渓流手帖

袖ノ子沢

秋田県

打当川の支流で、野倉沢と並んで打当川の右岸に入る。打当川水系の釣り場を沢ごとに整理した書き手は、志淵内沢、早瀬沢、袖ノ子沢、栩木沢、打当内沢、小沢と岩井ノ又沢、中ノ又沢と立又沢という順で並べていて、この沢はその三番目にあたる。同じ書き手は、袖ノ子沢は林道が沢を渡る位置から源流まで約1キロ、その下流側の約700メートルの区間は入渓者が少ないと思われる、天然岩魚を魚籠に収めるにはこの程度の勇気が必要、と書いている。隣の野倉沢は堰堤から約1キロ。この沢は漁業権の外にある。阿仁川漁業協同組合の内共第19号は、漁場の区域を100の区間で一本ずつ名指しする形をとっていて、その支流および小支流という包括の言い回しを使っていない。秋田県の漁業権はどれもこの型で書かれる。だから名指しに出てこない川は、そのまま漁業権の外になる。打当川の支流では野倉沢、早瀬沢、戸鳥内沢、打当内沢、岩井ノ又沢、立又沢が名指しされているが、袖ノ子沢はどこにも出てこない。漁業権が無いことは何をしてもよいという意味ではない。

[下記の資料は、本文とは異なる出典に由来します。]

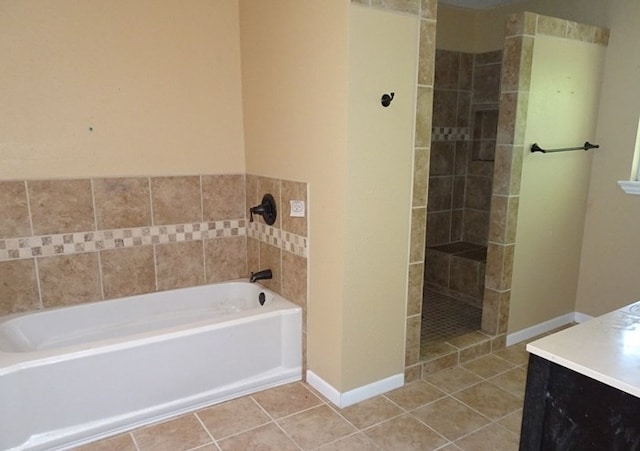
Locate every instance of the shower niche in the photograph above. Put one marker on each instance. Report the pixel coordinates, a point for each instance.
(465, 119)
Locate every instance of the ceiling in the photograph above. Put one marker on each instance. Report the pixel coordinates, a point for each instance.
(478, 4)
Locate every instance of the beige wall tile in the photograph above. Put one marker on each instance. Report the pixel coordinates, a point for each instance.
(423, 116)
(59, 206)
(179, 265)
(552, 26)
(226, 259)
(427, 52)
(581, 32)
(69, 279)
(253, 255)
(420, 177)
(418, 228)
(129, 271)
(293, 191)
(122, 202)
(447, 69)
(270, 258)
(486, 83)
(412, 351)
(507, 118)
(414, 290)
(294, 278)
(18, 287)
(405, 6)
(511, 64)
(176, 200)
(602, 36)
(14, 220)
(223, 197)
(429, 9)
(521, 23)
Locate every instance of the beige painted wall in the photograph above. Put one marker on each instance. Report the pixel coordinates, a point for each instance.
(609, 257)
(379, 174)
(563, 101)
(294, 74)
(118, 87)
(610, 254)
(477, 31)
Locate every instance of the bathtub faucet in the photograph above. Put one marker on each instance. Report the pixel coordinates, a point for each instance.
(260, 275)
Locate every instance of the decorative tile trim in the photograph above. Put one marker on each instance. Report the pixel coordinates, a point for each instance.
(451, 134)
(79, 242)
(286, 241)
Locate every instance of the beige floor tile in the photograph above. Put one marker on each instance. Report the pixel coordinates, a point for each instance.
(493, 437)
(316, 426)
(265, 438)
(466, 340)
(435, 350)
(405, 433)
(450, 418)
(287, 399)
(488, 366)
(414, 395)
(181, 433)
(370, 412)
(513, 421)
(513, 381)
(449, 447)
(232, 417)
(489, 400)
(122, 442)
(453, 379)
(359, 442)
(515, 354)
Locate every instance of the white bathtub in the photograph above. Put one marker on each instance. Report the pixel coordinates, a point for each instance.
(75, 374)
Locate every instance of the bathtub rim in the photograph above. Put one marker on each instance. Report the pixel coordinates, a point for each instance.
(16, 361)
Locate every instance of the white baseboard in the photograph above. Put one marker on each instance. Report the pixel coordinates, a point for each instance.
(357, 394)
(547, 326)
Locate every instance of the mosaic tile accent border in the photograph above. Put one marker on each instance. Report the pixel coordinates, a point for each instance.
(451, 134)
(79, 242)
(286, 241)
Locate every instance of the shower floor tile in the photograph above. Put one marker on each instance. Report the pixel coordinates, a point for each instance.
(445, 318)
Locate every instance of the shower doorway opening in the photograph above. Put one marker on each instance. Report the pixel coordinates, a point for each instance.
(465, 119)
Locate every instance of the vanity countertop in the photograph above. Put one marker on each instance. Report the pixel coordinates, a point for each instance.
(606, 348)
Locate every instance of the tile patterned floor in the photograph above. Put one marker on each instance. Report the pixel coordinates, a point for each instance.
(444, 318)
(474, 406)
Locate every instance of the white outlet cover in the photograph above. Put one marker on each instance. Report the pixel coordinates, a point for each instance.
(297, 208)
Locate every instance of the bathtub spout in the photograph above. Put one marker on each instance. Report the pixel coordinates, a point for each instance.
(260, 275)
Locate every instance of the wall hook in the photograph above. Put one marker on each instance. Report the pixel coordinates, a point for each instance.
(386, 99)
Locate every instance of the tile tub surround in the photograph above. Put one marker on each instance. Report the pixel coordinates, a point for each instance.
(64, 242)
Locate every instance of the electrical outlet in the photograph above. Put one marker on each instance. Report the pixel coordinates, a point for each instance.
(297, 208)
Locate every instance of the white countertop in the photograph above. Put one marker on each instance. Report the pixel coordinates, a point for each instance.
(606, 348)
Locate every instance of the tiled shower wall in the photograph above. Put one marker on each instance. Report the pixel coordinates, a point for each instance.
(65, 242)
(465, 117)
(461, 172)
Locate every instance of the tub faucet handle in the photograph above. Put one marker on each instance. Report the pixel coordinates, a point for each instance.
(261, 275)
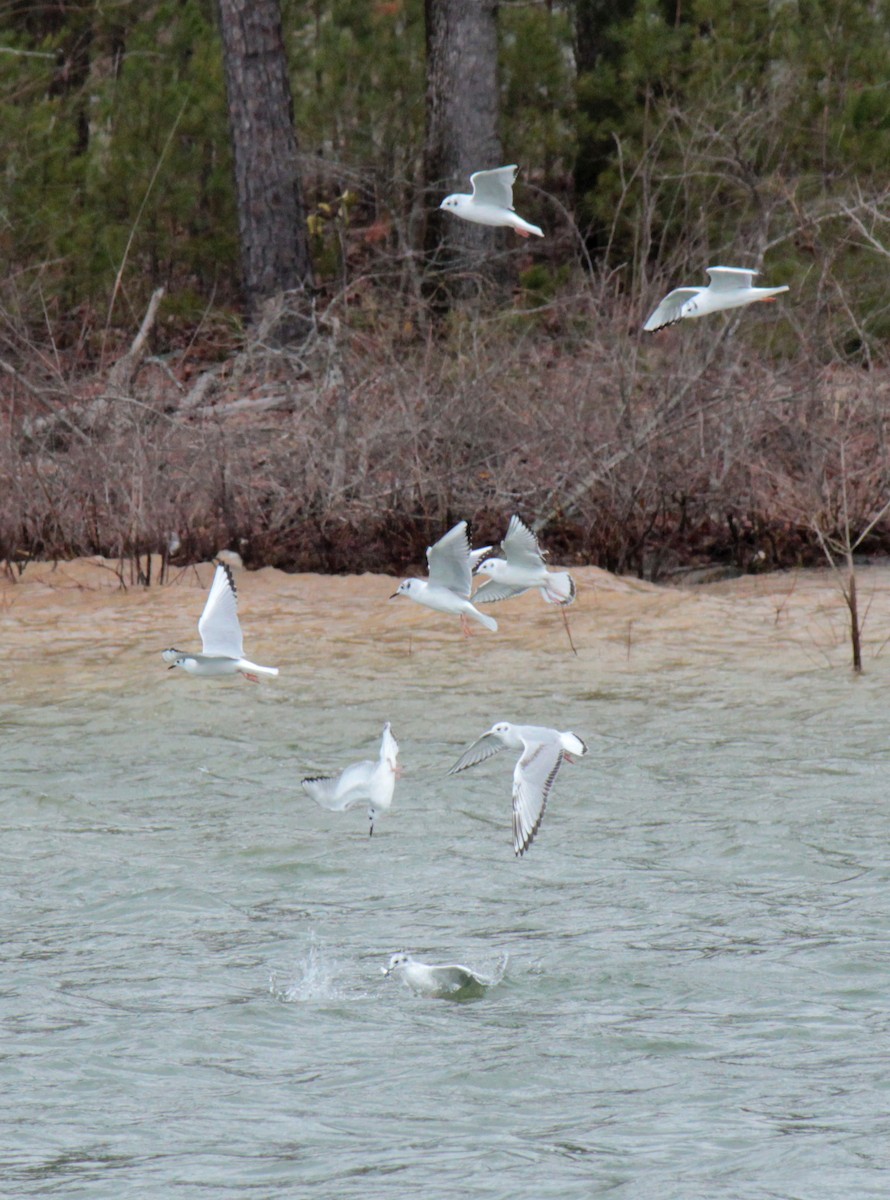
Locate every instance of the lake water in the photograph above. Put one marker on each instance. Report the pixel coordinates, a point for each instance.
(697, 994)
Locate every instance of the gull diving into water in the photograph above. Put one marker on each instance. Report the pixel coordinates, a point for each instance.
(364, 781)
(450, 582)
(221, 636)
(522, 568)
(443, 981)
(491, 203)
(542, 754)
(729, 288)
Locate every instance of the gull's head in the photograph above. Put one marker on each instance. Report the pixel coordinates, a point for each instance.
(396, 961)
(176, 659)
(453, 203)
(492, 567)
(501, 730)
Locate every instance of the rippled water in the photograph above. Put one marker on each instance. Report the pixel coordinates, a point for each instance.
(696, 1001)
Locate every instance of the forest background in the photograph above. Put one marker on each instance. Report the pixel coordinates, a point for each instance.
(146, 409)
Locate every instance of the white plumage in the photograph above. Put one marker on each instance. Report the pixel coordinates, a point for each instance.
(522, 568)
(492, 202)
(542, 754)
(220, 630)
(362, 781)
(729, 287)
(447, 589)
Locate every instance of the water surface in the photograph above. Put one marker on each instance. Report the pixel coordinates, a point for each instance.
(696, 995)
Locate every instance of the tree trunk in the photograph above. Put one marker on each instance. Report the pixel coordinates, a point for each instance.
(275, 250)
(462, 123)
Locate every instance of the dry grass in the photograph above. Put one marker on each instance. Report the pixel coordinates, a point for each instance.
(358, 449)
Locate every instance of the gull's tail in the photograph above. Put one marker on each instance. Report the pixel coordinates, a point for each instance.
(559, 588)
(244, 665)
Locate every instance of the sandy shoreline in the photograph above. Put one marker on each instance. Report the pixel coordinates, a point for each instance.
(77, 613)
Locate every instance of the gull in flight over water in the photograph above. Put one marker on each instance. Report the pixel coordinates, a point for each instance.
(542, 754)
(492, 202)
(729, 288)
(221, 636)
(444, 981)
(450, 582)
(522, 568)
(364, 781)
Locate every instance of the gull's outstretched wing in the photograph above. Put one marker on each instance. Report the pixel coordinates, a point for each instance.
(494, 186)
(341, 792)
(726, 279)
(521, 546)
(668, 311)
(218, 625)
(533, 779)
(494, 591)
(449, 562)
(455, 977)
(481, 749)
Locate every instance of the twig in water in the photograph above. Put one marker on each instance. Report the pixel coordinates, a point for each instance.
(567, 630)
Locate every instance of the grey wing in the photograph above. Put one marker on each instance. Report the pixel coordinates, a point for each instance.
(533, 780)
(494, 186)
(521, 546)
(218, 625)
(481, 749)
(455, 977)
(728, 279)
(341, 792)
(449, 561)
(668, 311)
(494, 591)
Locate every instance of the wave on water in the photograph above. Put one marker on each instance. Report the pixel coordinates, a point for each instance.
(312, 978)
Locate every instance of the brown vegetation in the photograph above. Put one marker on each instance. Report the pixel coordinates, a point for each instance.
(358, 448)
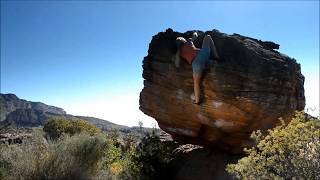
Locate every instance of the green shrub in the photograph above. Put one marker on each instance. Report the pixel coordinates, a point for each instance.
(286, 152)
(57, 126)
(154, 157)
(76, 157)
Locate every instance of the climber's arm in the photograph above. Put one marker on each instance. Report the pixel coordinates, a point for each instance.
(177, 59)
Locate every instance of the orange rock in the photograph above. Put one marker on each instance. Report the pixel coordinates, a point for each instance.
(250, 89)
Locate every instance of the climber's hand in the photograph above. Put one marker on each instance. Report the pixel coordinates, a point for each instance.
(194, 36)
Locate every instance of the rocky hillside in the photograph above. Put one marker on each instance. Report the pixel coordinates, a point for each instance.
(25, 113)
(249, 89)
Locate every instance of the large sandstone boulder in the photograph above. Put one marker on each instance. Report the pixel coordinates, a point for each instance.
(249, 89)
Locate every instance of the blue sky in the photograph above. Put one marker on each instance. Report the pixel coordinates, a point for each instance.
(86, 56)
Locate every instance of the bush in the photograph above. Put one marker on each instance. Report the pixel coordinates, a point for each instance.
(57, 126)
(286, 152)
(76, 157)
(154, 157)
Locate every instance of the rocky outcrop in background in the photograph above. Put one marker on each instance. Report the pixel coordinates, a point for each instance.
(250, 89)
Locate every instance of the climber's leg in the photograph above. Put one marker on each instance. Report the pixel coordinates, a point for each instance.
(196, 87)
(208, 43)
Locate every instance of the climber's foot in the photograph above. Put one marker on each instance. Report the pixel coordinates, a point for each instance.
(196, 102)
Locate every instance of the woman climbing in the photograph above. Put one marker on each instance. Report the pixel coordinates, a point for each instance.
(196, 57)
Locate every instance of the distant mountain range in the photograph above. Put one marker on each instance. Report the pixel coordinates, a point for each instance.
(23, 113)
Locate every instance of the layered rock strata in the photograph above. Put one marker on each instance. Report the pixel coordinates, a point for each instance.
(249, 89)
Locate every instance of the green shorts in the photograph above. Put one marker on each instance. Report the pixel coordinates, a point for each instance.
(200, 61)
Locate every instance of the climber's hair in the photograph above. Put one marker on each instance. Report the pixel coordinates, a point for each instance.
(180, 41)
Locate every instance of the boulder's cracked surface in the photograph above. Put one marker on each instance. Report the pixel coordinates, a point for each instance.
(249, 89)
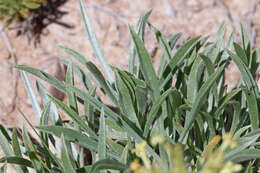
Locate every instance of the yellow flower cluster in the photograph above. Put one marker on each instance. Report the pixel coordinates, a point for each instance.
(212, 160)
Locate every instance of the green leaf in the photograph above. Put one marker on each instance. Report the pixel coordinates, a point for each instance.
(193, 82)
(108, 164)
(70, 135)
(252, 109)
(70, 112)
(45, 76)
(241, 53)
(245, 38)
(16, 160)
(53, 115)
(128, 126)
(125, 100)
(156, 106)
(163, 61)
(35, 105)
(140, 28)
(177, 59)
(102, 137)
(68, 168)
(94, 42)
(101, 81)
(71, 95)
(196, 105)
(146, 65)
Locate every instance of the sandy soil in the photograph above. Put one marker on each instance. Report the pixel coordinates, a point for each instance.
(110, 19)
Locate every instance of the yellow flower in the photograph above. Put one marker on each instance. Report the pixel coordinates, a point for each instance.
(140, 151)
(228, 141)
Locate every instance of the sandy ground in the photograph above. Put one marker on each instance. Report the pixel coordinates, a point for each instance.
(110, 19)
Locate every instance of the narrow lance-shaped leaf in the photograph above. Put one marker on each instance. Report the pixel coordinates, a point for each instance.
(108, 164)
(146, 65)
(140, 28)
(201, 95)
(74, 116)
(35, 105)
(68, 168)
(102, 137)
(252, 109)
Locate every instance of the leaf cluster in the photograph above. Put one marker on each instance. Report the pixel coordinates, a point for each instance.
(192, 112)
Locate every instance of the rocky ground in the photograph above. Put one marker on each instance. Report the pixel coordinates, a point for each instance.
(110, 19)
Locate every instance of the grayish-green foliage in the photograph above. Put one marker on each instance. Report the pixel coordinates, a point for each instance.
(192, 112)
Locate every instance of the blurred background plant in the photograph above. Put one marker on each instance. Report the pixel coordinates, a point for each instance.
(17, 9)
(186, 100)
(30, 17)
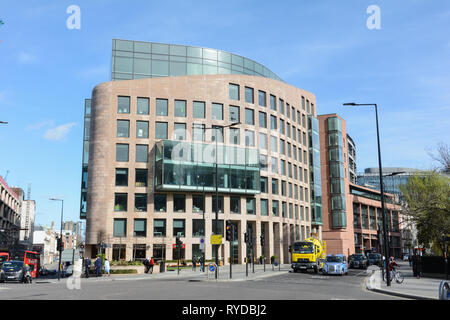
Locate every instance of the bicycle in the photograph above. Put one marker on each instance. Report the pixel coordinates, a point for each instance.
(394, 275)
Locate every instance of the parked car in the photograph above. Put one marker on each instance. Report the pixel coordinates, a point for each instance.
(14, 271)
(358, 261)
(335, 264)
(375, 259)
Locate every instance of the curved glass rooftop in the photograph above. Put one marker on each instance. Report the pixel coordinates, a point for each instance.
(137, 60)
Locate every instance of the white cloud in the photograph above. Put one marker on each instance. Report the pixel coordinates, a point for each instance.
(59, 133)
(26, 58)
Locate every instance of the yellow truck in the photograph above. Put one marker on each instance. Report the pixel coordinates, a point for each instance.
(308, 254)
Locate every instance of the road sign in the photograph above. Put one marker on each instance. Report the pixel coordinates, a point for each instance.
(216, 239)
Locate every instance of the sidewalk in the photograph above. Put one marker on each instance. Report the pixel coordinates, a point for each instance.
(412, 288)
(238, 274)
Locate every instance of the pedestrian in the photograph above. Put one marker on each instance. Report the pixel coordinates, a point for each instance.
(202, 264)
(151, 264)
(98, 266)
(194, 263)
(87, 266)
(107, 267)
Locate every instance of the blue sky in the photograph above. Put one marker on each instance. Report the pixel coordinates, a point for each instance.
(47, 70)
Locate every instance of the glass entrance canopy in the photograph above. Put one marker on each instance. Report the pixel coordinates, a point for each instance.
(186, 166)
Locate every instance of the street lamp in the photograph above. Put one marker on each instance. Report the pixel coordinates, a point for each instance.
(60, 236)
(217, 188)
(380, 173)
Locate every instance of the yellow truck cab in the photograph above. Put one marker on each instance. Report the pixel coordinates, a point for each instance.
(308, 254)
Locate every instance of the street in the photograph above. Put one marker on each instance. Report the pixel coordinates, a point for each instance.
(270, 285)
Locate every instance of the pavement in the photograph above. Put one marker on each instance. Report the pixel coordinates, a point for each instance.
(411, 288)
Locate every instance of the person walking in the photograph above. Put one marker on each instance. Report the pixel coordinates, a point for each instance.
(107, 267)
(151, 264)
(202, 264)
(194, 263)
(87, 266)
(98, 266)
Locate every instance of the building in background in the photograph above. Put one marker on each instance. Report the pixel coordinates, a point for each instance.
(44, 241)
(149, 158)
(10, 208)
(351, 213)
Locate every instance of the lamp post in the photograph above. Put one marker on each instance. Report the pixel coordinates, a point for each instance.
(60, 236)
(385, 236)
(217, 188)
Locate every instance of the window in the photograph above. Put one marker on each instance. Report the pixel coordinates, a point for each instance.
(160, 202)
(141, 177)
(199, 132)
(273, 102)
(199, 110)
(141, 153)
(140, 227)
(123, 128)
(214, 204)
(140, 202)
(120, 228)
(180, 108)
(141, 129)
(179, 228)
(123, 105)
(234, 136)
(161, 130)
(198, 228)
(217, 134)
(198, 203)
(281, 106)
(162, 107)
(264, 182)
(273, 144)
(217, 111)
(121, 177)
(262, 98)
(274, 186)
(179, 131)
(251, 206)
(143, 106)
(249, 138)
(249, 95)
(262, 120)
(234, 114)
(235, 205)
(264, 203)
(159, 227)
(275, 208)
(274, 165)
(233, 90)
(120, 201)
(263, 141)
(249, 117)
(273, 122)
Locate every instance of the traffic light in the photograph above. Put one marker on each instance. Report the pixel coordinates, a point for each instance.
(230, 231)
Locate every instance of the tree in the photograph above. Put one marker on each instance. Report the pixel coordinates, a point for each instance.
(428, 205)
(443, 157)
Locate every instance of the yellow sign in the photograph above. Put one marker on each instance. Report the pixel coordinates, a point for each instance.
(216, 239)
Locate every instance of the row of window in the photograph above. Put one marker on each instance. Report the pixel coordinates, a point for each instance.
(198, 205)
(160, 228)
(249, 97)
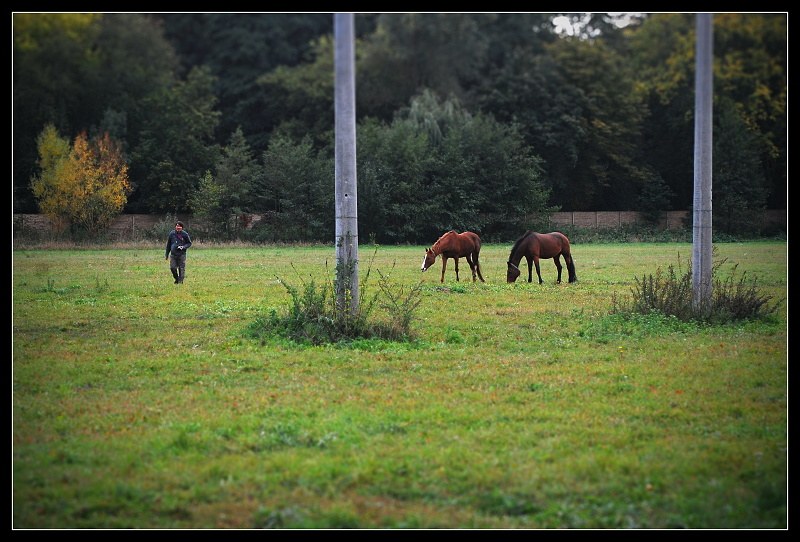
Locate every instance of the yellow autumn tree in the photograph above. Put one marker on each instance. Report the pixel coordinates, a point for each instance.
(49, 185)
(88, 187)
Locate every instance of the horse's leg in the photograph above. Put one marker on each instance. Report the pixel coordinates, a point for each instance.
(477, 266)
(557, 260)
(471, 266)
(538, 272)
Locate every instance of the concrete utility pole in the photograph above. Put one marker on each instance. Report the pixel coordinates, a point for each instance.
(346, 193)
(701, 206)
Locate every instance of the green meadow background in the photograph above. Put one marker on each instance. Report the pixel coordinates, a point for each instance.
(138, 403)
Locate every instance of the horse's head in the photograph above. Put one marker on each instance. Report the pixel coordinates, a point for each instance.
(512, 273)
(428, 259)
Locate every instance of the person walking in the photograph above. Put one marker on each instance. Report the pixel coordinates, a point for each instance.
(178, 243)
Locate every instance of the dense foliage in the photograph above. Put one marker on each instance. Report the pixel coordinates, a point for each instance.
(466, 121)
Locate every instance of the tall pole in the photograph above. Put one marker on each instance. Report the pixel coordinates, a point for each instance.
(701, 206)
(346, 193)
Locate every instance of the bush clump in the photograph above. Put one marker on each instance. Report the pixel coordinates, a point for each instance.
(671, 293)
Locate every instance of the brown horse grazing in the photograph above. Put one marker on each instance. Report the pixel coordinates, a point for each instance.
(455, 245)
(533, 246)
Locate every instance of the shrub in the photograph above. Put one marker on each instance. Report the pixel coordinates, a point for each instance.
(733, 299)
(315, 317)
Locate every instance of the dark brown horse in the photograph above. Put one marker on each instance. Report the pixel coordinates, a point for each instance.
(455, 245)
(532, 246)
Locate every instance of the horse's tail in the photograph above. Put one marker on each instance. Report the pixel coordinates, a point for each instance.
(573, 276)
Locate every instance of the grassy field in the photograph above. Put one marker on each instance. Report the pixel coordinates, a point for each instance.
(138, 403)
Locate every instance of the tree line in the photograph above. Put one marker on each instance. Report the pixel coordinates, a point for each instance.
(465, 121)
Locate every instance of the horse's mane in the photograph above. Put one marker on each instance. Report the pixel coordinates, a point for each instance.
(519, 242)
(442, 237)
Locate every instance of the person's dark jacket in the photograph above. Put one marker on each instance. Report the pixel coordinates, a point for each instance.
(176, 240)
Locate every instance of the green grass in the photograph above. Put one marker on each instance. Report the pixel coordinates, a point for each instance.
(138, 403)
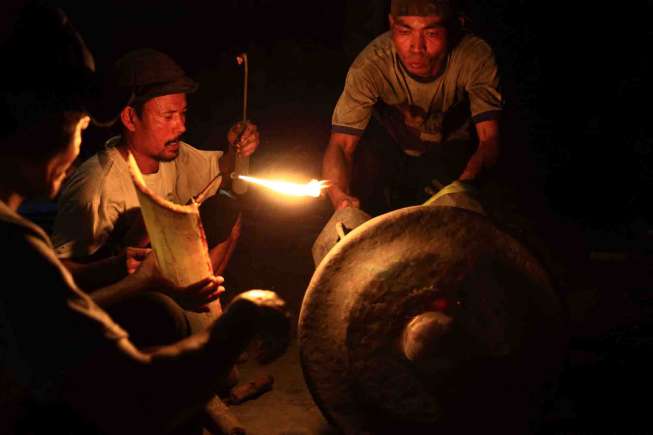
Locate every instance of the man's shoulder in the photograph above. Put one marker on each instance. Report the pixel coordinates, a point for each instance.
(94, 173)
(189, 152)
(379, 52)
(472, 48)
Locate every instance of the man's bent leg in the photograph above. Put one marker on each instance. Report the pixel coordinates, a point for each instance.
(151, 319)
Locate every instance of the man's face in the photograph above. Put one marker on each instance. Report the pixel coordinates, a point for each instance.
(421, 43)
(158, 130)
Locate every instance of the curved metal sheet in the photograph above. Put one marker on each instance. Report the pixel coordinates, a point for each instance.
(506, 333)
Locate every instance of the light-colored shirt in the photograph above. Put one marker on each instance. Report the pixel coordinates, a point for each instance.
(98, 204)
(421, 115)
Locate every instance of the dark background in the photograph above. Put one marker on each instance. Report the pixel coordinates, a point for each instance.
(576, 153)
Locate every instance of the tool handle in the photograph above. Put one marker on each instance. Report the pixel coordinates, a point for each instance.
(241, 167)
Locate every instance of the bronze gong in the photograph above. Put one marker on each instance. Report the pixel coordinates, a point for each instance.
(430, 318)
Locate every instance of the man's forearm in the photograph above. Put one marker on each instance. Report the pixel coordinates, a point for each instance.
(482, 160)
(227, 163)
(156, 390)
(337, 169)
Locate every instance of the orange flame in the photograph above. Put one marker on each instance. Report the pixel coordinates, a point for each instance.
(312, 188)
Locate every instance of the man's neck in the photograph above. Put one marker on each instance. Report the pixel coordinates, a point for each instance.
(146, 164)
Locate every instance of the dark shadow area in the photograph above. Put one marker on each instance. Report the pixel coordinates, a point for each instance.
(574, 180)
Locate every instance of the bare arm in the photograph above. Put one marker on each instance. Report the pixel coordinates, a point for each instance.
(245, 142)
(147, 277)
(486, 154)
(337, 167)
(130, 391)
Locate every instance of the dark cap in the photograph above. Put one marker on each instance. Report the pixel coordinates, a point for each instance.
(149, 73)
(47, 67)
(423, 8)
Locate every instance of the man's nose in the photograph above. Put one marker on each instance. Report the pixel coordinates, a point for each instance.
(417, 43)
(180, 125)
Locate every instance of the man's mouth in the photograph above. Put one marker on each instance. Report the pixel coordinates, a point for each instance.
(172, 144)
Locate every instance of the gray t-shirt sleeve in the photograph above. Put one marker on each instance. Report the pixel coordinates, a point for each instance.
(355, 105)
(85, 216)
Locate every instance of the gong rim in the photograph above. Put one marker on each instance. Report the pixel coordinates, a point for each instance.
(350, 279)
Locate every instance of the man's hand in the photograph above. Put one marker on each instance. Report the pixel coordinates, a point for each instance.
(134, 257)
(341, 200)
(194, 297)
(247, 142)
(271, 320)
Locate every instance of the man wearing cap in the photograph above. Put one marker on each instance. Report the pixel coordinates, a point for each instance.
(99, 216)
(434, 89)
(65, 365)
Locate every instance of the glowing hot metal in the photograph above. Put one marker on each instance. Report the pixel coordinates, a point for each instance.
(312, 188)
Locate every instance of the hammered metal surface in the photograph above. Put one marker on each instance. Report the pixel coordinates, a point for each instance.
(505, 339)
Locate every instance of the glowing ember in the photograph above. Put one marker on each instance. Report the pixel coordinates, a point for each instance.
(312, 188)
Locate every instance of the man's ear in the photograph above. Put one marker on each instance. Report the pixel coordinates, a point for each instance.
(128, 117)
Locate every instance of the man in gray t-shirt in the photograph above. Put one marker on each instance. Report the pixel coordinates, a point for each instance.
(435, 90)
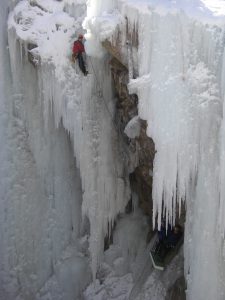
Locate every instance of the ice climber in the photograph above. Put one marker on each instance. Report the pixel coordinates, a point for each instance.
(78, 53)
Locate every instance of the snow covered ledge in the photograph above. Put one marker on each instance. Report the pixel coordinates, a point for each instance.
(180, 86)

秋田県漁業調整規則は県内のすべての内水面に及び、イワナは15センチ以下が周年、15センチを超えるものが9月21日から翌年3月20日まで採捕禁止、ヤマメは15センチ以下が周年、15センチを超えるものが9月1日から翌年3月20日まで禁止になる。ニジマスは15センチ以下が周年禁止。この規則の下では、イワナが釣れるのは3月21日から9月20日、ヤマメは3月21日から8月31日ということになり、漁協が4月1日を解禁日にしている阿仁川本流よりも解禁が早い読みになる。由利本荘の釣具店も、内水面漁業組合が管理していない河川は県条例の3月21日に従う、と書いている。ただし本流筋と入り交じっているので、入る前に阿仁川漁業協同組合に確かめておくのが確実になる。同じ打当川でも、少し上流の立又沢や中ノ又沢の筋は漁協が通年禁漁にしている。どの沢に入っているのかを地図で確かめてから竿を出すこと。